The center operates compute clusters and visualization labs comparable to resources at National Center for Supercomputing Applications, with hardware from vendors like NVIDIA Corporation, Intel Corporation, AMD, and Cray Inc.. Facilities include data storage systems inspired by CERN data centers, immersive visualization theaters akin to University of Illinois's facilities, and maker spaces resembling those at Fab Lab and MIT Media Lab. Core software stacks incorporate tools from Anaconda (software distribution), Hadoop, Spark, Singularity (container platform), and Kubernetes, and rely on networking similar to Internet2 and ESnet. The center’s resources support domain science teams working on problems connected to NOAA, NASA, DOE, and NIH grant portfolios.

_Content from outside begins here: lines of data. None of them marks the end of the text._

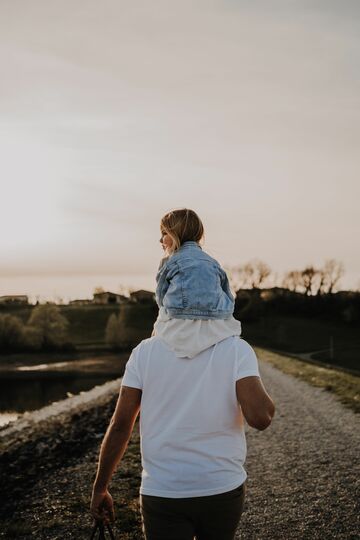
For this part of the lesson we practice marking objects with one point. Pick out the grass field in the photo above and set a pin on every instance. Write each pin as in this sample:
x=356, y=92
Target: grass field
x=345, y=386
x=287, y=334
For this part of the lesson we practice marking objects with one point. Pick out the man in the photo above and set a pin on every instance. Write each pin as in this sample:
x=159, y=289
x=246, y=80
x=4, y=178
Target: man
x=192, y=437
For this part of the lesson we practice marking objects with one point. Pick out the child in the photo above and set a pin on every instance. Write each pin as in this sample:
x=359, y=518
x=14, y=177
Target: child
x=193, y=292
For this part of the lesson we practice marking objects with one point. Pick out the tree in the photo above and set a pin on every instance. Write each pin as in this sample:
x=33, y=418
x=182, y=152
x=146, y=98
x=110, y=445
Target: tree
x=250, y=275
x=49, y=324
x=11, y=332
x=308, y=278
x=331, y=273
x=292, y=280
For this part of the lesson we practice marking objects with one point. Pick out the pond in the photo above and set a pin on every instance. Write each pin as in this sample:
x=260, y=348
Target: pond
x=30, y=387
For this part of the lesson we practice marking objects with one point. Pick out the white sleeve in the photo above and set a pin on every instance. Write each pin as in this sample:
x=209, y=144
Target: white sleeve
x=246, y=362
x=132, y=375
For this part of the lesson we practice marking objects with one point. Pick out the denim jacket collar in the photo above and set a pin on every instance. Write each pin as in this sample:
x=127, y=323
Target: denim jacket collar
x=189, y=244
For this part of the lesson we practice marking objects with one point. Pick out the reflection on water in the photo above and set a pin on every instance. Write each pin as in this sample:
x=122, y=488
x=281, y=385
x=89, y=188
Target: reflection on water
x=42, y=366
x=27, y=394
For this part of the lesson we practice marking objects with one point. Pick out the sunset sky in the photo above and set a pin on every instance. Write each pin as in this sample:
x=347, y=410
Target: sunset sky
x=114, y=112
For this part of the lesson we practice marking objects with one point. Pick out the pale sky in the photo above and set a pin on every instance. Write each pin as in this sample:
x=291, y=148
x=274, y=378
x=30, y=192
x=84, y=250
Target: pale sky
x=114, y=112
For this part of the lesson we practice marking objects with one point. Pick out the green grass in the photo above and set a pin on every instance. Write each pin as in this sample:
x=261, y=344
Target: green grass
x=344, y=386
x=297, y=335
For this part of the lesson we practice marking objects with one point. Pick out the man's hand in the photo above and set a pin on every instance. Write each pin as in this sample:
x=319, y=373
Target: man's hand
x=102, y=506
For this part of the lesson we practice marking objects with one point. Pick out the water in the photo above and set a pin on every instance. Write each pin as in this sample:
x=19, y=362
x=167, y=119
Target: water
x=27, y=388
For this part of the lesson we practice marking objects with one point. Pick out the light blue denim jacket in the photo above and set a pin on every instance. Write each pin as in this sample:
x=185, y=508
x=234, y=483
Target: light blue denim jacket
x=192, y=285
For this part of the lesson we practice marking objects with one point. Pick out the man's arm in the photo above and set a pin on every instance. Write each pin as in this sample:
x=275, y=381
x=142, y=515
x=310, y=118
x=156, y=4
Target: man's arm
x=256, y=404
x=117, y=435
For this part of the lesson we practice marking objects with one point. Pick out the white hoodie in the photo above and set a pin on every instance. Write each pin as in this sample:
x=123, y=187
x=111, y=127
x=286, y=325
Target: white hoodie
x=188, y=337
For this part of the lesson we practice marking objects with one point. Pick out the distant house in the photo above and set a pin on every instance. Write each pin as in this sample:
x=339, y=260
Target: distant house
x=109, y=298
x=15, y=299
x=142, y=297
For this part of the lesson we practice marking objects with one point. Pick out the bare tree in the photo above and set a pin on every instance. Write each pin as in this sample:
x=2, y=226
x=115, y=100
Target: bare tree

Major Projects and Collaborations

Major initiatives have included partnerships with XSEDE, PRACE, Blue Waters Project, and regional consortia like Louisiana Optical Network Initiative. Science collaborations span domains with groups at Los Alamos National Laboratory on materials, Lawrence Berkeley National Laboratory on energy, Argonne National Laboratory on data-intensive computing, and Oak Ridge National Laboratory on high-performance computing. Interdisciplinary projects linked to cultural heritage engaged partners such as Smithsonian Institution and Library of Congress, while biomedical efforts referenced collaboration frameworks like NIH Big Data to Knowledge. Collaborative funding came via programs from National Science Foundation, Department of Energy, DARPA, NSF Office of Advanced Cyberinfrastructure, and philanthropic sources including Gordon and Betty Moore Foundation.

Education, Outreach, and Training

Educational programs paralleled workforce initiatives at National Science Foundation and training models from Carnegie Mellon University, Massachusetts Institute of Technology, and Stanford University with offerings in high-performance computing, data science, and visualization. Outreach engaged K–12 initiatives similar to FIRST Robotics Competition and museum partnerships with New Orleans Museum of Art and Ogden Museum of Southern Art. Graduate and undergraduate training collaborated with departments at Louisiana State University, Tulane University, and University of New Orleans, and internships connected students to opportunities at Los Alamos National Laboratory, Sandia National Laboratories, IBM Research, and Microsoft Research. The center hosted workshops and summer schools modeled after SREcon, IEEE conferences, and ACM SIGGRAPH symposia.